I am a University Lecturer (Assistant Professor) of Digital Humanities at Leiden University in the Netherlands. My domain expertise is late imperial Chinese literature and print history. I specialize is text mining and natural language processing with a focus on authorship attribution and genre studies. I archive my research as presented in papers and talks on this page. You can find information on my teaching and other activities using the nav bar at the top.


Talk poster

Talk poster

Digital Approaches to Intertextuality and Stylistics in the Plum in the Golden Vase

February 24th, 2017, Arizona State University

Extensive digitization efforts are creating large corpora of imperial Chinese texts, a process that is opening a variety of new avenues for research. Digital corpora are valuable not just for democratizing access to materials, they are also creating the possibility for computational approaches to Chinese literature. Text-mining, and other digital techniques, are beginning to allow scholars to use these materials to study Chinese literature at a large systematic level. In this talk, I will discuss my current research into using these large digital corpora to identify and stylistically analyze the wide variety of textual materials that are reproduced within the late Ming novel the Jin Ping Mei 金瓶梅 The Plum in the Golden Vase. It is an illuminating case, as it is well known for its highly intertextual and experimental nature, making large scale digital analysis a fruitful exercise. This analysis can situate the Plum in the Golden Vase within the broader stylistic context of its source materials. I begin by identifying where the anonymous author of the novel relies on language that originates in earlier works. Then, I analyze the relationships among these source works using stylometric analysis, a type of analysis that has proven useful for both authorship attribution and genre studies. This allows me to visualize the relationships among the Plum and the Golden Vase, its sources, and its later editions in ways that were not possible in a pre-digital world. The goal of this research is to distill the original voice of the author to facilitate the larger task of determining his or her identity. As part of this talk, I will also discuss some of the pitfalls inherent in digital research on imperial Chinese texts.

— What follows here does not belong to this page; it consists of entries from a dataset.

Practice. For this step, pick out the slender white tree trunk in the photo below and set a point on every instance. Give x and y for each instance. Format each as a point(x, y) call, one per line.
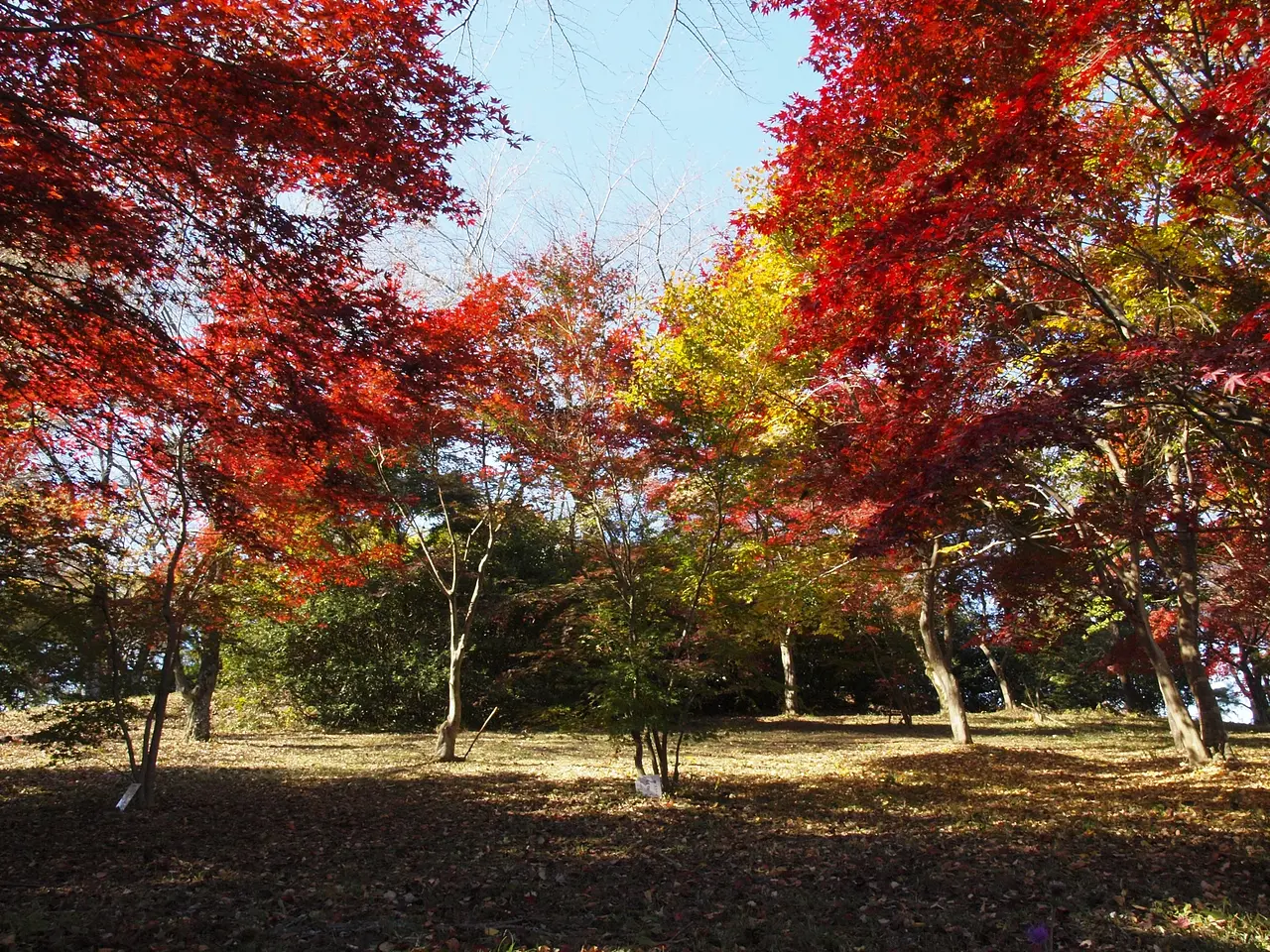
point(935, 655)
point(790, 674)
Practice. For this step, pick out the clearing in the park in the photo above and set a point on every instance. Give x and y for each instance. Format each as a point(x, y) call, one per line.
point(835, 833)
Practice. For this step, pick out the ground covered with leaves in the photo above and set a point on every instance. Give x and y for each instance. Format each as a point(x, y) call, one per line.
point(821, 833)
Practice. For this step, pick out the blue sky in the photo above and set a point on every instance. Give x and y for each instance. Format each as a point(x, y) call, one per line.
point(643, 162)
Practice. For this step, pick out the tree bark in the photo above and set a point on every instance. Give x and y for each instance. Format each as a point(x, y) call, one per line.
point(447, 734)
point(1187, 579)
point(935, 655)
point(1128, 595)
point(199, 693)
point(1257, 694)
point(172, 648)
point(790, 674)
point(1007, 698)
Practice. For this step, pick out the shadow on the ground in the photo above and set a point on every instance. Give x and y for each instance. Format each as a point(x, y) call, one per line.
point(935, 851)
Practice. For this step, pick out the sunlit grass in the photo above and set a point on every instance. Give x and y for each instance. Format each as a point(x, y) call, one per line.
point(821, 833)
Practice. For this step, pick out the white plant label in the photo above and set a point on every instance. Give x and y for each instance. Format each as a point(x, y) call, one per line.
point(127, 796)
point(649, 784)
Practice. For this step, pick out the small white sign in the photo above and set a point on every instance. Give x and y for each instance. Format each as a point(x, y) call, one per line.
point(127, 796)
point(649, 784)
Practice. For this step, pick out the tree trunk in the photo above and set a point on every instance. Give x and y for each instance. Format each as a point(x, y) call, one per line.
point(172, 649)
point(1187, 578)
point(1007, 698)
point(1187, 737)
point(199, 694)
point(447, 734)
point(159, 710)
point(935, 655)
point(790, 675)
point(1257, 697)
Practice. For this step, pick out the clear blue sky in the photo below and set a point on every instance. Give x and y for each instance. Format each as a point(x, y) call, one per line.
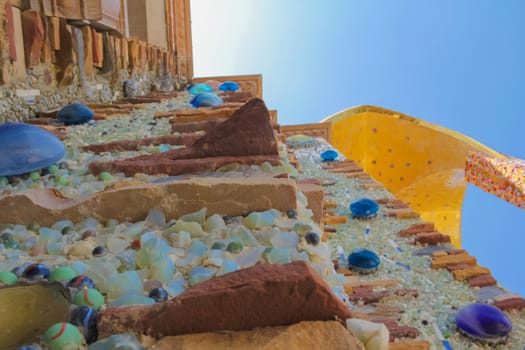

t-SNE comparing document vectors representing works of fiction, historical fiction, unofficial histories, and official histories.

t-SNE comparing document vectors representing works of fiction, historical fiction, unofficial histories, and official histories.

Clustering Late Imperial Chinese Texts by Style: Principal Component Analysis and t-SNE.

July 10, 2016, Leiden University

As large corpora of late Imperial Chinese texts become more readily available, they open up exciting new possibilities for digital research. They offer an opportunity to grasp large stylistic trends that are invisible at narrower levels of analysis. However, their number and highly variable content introduce computational and visualization difficulties.  Fortunately, a variety of linear algebraic and machine-learning algorithms exist that facilitate these tasks. In this talk, I will compare and contrast several of these algorithms in the context of late Imperial Chinese literature. In the first part of the talk, I will discuss using the benefits and drawbacks of using PCA (Principal Component Analysis), a type of linear algebraic transformation of document-term matrixes, to analyze a variety of historical and semi-historical texts. In the second portion, I will focus on analyzing these same documents with a related machine-learning technique called t-SNE (t-distributed Stochastic Neighbor Embedding). This technique may offer significant advantages over older clustering methodologies, while producing easy to understand, meaningful visualizations. I will finish by discussing the insights these algorithms offer into the nature of late Imperial stylistics.


PCA comparing various quasi-historical late Imperial Chinese documents

PCA comparing various quasi-historical late Imperial Chinese documents

Fiction and History: Polarity and Stylistic Gradience in Late Imperial Chinese Literature

Appears in CA: Journal of Cultural Analytics. Published May 23, 2016.

In this article I use stylometric analysis to evaluate the stylistic relationships among a collection of "quasi-historical" documents dating from the late Imperial period in China (the works were mostly written from 1550 to 1800). I argue that when I use principal component analysis and hierarchical cluster analysis to analyze a large corpus of Chinese texts that contain historical narratives, I find a gradient of style that runs from purely fictional works through historical romances (novels with historical content) and yeshi 野史 unofficial histories to official historical works vetted by the imperial government.


Principal Component Analysis of the Chapters of the cihua edition of the Plum and the Golden Vase.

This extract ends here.